Straightforward Answer
The key here is identifying that taking the set of genes upregulated in two or more experiments and subtracting the set of genes upregulated in three or mor experiments gives the set of genes upregulated in precisely two experiments. Thus, our answer is the answer to question 5 subtracted by the answer to question 6.
CREATE VIEW UpInTwo AS
SELECT *
FROM UpInTwoOrMore
EXCEPT
SELECT *
FROM UpInThreeOrMore;
SELECT name
FROM Genes, UpInTwo
WHERE Genes.gid = UpInTwo.gid
AND organism = 'pine';
Or alternatively:
SELECT DISTINCT name
FROM Genes, Expression as E1, Expression as E2
WHERE Genes.gid = E1.gid
AND E1.gid = E2.gid
AND E1.level >= 0.5
AND E2.level >= 0.5
AND E1.significance >= 1.0
AND E2.significance >= 1.0
AND E1.experimentid <> E2.experimentid
AND organism = 'pine'
EXCEPT
SELECT DISTINCT name
FROM Genes, Expression as E1, Expression as E2, Expression as E3
WHERE Genes.gid = E1.gid
AND E1.gid = E2.gid
AND E1.gid = E3.gid
AND E1.level >= 0.5
AND E2.level >= 0.5
AND E3.level >= 0.5
AND E1.significance >= 1.0
AND E2.significance >= 1.0
AND E3.significance >= 1.0
AND E1.experimentid <> E2.experimentid
AND E1.experimentid <> E3.experimentid
AND E2.experimentid <> E3.experimentid
AND organism = 'pine';
Subquery Answer
SELECT DISTINCT name
FROM Genes, Upregulated as U1
WHERE Genes.gid = U1.gid
AND organism = 'pine'
AND U1.gid = (
SELECT DISTINCT U1.gid
FROM Upregulated as U2
WHERE U1.gid = U2.gid
AND U1.experimentid <> U2.experimentid
)
EXCEPT
SELECT DISTINCT name
FROM Genes, Upregulated AS U1
WHERE Genes.gid = U1.gid
AND organism = 'pine'
AND U1.gid = (
SELECT DISTINCT U1.gid
FROM Upregulated AS U2
WHERE U1.gid = U2.gid
AND U1.gid = (
SELECT DISTINCT U1.gid
FROM Upregulated AS U3
WHERE U1.gid = U2.gid
AND U1.gid = U3.gid
AND U1.experimentid <> U2.experimentid
AND U1.experimentid <> U3.experimentid
AND U2.experimentid <> U3.experimentid
)
);
GROUP BY Answer
CREATE VIEW UpInTwo AS
SELECT *
FROM UpInTwoOrMore
EXCEPT
SELECT *
FROM UpInThreeOrMore;
SELECT name
FROM Genes, UpInTwo
WHERE Genes.gid = UpInTwo.gid
AND organism = 'pine';
Question 8
Find the genes that showed positive expression in every experiment recorded for it.
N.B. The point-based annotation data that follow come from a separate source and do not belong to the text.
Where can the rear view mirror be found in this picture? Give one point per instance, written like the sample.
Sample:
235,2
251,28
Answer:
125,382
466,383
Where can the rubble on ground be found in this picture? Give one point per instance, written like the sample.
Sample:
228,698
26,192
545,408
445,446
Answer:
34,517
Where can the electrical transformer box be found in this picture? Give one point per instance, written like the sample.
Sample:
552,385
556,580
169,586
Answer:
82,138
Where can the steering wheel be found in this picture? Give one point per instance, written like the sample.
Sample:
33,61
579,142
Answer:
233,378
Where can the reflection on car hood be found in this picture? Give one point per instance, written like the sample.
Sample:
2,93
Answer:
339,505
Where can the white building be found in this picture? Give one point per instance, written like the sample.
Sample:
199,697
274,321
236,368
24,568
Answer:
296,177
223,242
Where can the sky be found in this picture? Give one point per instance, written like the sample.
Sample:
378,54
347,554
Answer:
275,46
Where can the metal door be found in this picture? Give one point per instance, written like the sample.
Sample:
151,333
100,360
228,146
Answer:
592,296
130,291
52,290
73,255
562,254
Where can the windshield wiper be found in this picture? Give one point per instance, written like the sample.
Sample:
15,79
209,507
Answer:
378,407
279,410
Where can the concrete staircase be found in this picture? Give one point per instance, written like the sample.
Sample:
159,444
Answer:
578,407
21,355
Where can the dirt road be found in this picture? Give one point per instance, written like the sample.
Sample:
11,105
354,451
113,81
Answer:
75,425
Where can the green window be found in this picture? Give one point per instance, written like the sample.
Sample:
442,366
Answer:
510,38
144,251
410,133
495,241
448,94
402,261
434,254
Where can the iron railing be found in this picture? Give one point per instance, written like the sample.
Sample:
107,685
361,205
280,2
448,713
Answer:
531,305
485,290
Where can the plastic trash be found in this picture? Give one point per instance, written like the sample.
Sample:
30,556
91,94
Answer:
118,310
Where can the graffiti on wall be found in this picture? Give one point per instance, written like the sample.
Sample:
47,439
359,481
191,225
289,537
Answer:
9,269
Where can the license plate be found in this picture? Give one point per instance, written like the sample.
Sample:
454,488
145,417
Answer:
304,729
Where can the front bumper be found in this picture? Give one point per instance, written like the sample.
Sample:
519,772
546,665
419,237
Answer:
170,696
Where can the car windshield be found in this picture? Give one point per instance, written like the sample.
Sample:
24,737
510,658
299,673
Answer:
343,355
SELECT Expression.gid, level from Expression WHERE level>1.0;
Question 9
What is the name of the gene that was most positively expressed in experiment exp23? Assume a minimum significance of 1.0.
Question 10
This question builds on question 8; what is the name of the gene that was "second most positively expressed"? Assume again a minimum significance of 1.0.
Question 11
Which gene(s) were positively expressed in ALL the experiments listed in the Experiments table? No constraints on significance level.
Question 12
Prepare a table of genes, their annotation, and any experiment in which they were either the highest or lowest expressed (of any significance level). Include a fourth column to say if they were the highest or lowest.